Prieto’s concept for this body of music is steeped in tribute: he decided to pay homage to musical figures he greatly admires. One brand-new composition, “Una Vez Más,” bears a dedication to the master pianist and bandleader Eddie Palmieri and the trumpeter Brian Lynch. There are also a handful of tunes that Prieto originally wrote for a smaller group, like “Prelude Para Rosa” and “The Sooner the Better,” from his decade-old sextet album, Taking the Soul for a Walk.
“The character of this album and this project is to bring alive my music, but through a tribute,” said Prieto, who framed the big band scale not as a departure but rather an extension. Here is an excerpt of our conversation.
Is this is the first time you’ve done so much work in the big band format?
Yes, that’s right. I had done two songs for Arturo O’Farrill’s Afro-Latin Jazz Orchestra – one called “Song For Chico,” and the second one was called “The Triumphant Journey.” We are going to record those two songs with this band, besides everything else I did.
I feel like even when you’re composing for a small group, you think in terms of an orchestral palette.
So when you actually have 17 or 18 pieces, what’s different about that for you?
It was very challenging for me. I’m bringing nine compositions to be recorded; we’re going to play them at the Jazz Standard as well. Some of them are new, and I’m rearranging some songs that were played by my quartet or the sextet. Believe it or not, the rearranging of the old songs has been more challenging to me than making up a completely new song for the band.
Is that because you had a picture already in your head?

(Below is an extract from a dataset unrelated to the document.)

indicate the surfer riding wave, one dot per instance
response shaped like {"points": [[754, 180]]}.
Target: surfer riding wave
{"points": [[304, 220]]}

What happens to me when I write something, even a piece for the quartet, is that I have a sense of a completeness, on a compositional level. And now, I have to amplify that – I have to bring that to a new dimension with the different sounds. That was the hardest part for me, to rearrange the material and make it sound coherent for a bigger instrumentation. That was more challenging than bringing a new song off the top of my head. But the whole thing is a challenge. I think my aim is to really bring different textures and different sounds, and I would like to believe that they are new sounds, for a big band.
With Arturo’s band, for instance, there’s a very clear precedent that he’s extending – the example of his father, Chico O’Farrill. It strikes me that your mission is a little different, that you’re not thinking in terms of a lineage. What does the precedent mean to you, here?
I am not trying to sound like any other big band but my own. Obviously, I heard the classic big bands, like Duke Ellington’s, and also the Latin big bands, like Chico and Mario Bauzá. But I see this big band as an extension of myself as a composer – just in a bigger room, in a way. I’m not really thinking “I want to sound like this big band,” like Count Basie or Duke or any of these other bands. They have their own specific sound and their own specific strategy. I’m trying to also create my own strategy and sound, so that it comes out as myself.
Is the core of this group the rhythm section, as a foundation over which everything else is built?
The rhythm section is a very strong part of it. But there is a lot of material where the strength of it comes from the melodic or harmonic aspect of it. We’re playing a ballad which, in the recording the melody is going to be played by Henry Threadgill. But it’s like a bolero, so rhythmically there’s not really that much to it. So I tried to get the thickness of the band through the harmony and through the melodic aspect of the counterpoint. Obviously, there is a great deal of strength in the rhythm section, but there is a lot of other things going on.